Fire Point has been working on the FP-9 for many months. But it wasn’t until recently that Fire Point chief engineer Denys Shtilerman revealed that the ground-launched ballistic missile could eventually evolve into an air-launched ballistic missile in the same class as the 4,300-kg Kinzhal.
Ranging as far as 850 km with an 800-kg warhead, the precision-guided FP-9 is a bigger version of Fire Point’s FP-7 ground-launched ballistic missile, which ranges 200 km with a 150-kg warhead. The FP-7 is already in testing. Fire Point plans to begin testing of the FP-9 as early as this summer.
If it enters service and evolves into an air-launched munition, the FP-9 would be the first of its type for Ukrainian forces. Only the most powerful air forces—the Russian and Israeli air forces, to name two—possess air-launched ballistic missiles. Launching a ballistic missile from the air instead of the ground extends its range by potentially hundreds of kilometers.
Even aside from their long range, air-launched ballistic missiles are uniquely powerful munitions. Their high speed makes them extremely hard to intercept.
The Kinzhal, which is launched a specially modified Mikoyan MiG-31 interceptor, streaks across the sky as fast as Mach 5.7. It’s so fast that Ukraine’s best kinetic air defenses, its US-made Patriot missiles, struggle to hit incoming Kinzhals. The Russians often include a few Kinzhals in the mix when they bombard Ukrainian cities and power plants.
Desperate to blunt the Kinzhal raids, Ukrainian forces have even deployed sophisticated electronic warfare systems that can, in theory, confuse the Russian missile’s flight controls and send it off course. The Ukrainians are apparently eager to hit back at the Russians with a missile that’s equally difficult to block.

Space connections
Technically speaking, an air-launched FP-9 is well within the means of Ukraine’s sprawling missile industry.

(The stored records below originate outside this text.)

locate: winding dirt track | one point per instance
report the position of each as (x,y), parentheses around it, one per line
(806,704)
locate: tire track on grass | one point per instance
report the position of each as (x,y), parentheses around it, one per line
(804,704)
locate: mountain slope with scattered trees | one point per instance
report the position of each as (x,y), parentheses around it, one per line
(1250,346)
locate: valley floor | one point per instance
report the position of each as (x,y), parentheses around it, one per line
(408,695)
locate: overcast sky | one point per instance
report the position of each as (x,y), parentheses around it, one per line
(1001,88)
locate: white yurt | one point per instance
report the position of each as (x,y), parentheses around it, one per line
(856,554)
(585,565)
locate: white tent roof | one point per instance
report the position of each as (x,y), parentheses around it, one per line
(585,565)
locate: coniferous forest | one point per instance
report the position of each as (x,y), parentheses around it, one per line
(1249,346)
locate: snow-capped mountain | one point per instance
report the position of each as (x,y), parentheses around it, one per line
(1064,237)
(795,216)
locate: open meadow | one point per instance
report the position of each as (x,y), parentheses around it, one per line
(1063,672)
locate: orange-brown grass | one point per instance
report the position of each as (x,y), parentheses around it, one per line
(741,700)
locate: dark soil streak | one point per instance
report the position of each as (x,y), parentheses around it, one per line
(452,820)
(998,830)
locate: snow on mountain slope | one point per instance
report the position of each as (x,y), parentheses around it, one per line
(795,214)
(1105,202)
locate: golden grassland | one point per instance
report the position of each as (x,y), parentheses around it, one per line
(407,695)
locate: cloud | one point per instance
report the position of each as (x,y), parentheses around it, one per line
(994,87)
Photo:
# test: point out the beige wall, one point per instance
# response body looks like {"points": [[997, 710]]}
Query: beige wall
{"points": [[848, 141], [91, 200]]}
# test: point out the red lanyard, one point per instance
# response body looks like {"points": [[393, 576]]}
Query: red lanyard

The Dnipro-based Yuzhnoye State Design Office has been tinkering with air-launched rockets since the late 1980s.
Yuzhnoye’s rockets, designed to be launched by Antonov An-124 transports or Sukhoi Su-27 fighters, are meant for space missions. But it’s not difficult to modify a space launch vehicle, meant to carry satellites into orbit, into a weapon. Just swap the satellite for a warhead and send the rocket arcing downward instead of up.
Ukraine is working hard to establish a significant space launch capability. Member of parliament Fedir Venislavskyi, who heads the Subcommittee on State Security of the Verkhovna Rada Defense Committee, told RBC-Ukraine the Ukrainian main intelligence directorate has launched at least two space rockets in the 50 months since Russia widened its war on Ukraine.
“This is a unique situation for a country engaged in a full-scale war,” Venislavskyi said. He mentioned one launch that occurred in mid-air from the hold of a transport plane. It’s unclear whether that launch was one of the two launches conducted by the main intelligence directorate.
That experience could prove extremely valuable as Fire Point develops the FP-9. The first step is to deploy the FP-9 in a simpler ground-launched version. Later, Fire Point could leverage Ukrainian space efforts to also launch FP-9s from the air.
The result, if the stars align, would be a hard-hitting deep strike capability that Russia’s air defenses—already frayed by relentless Ukrainian drone strikes—may struggle to defeat.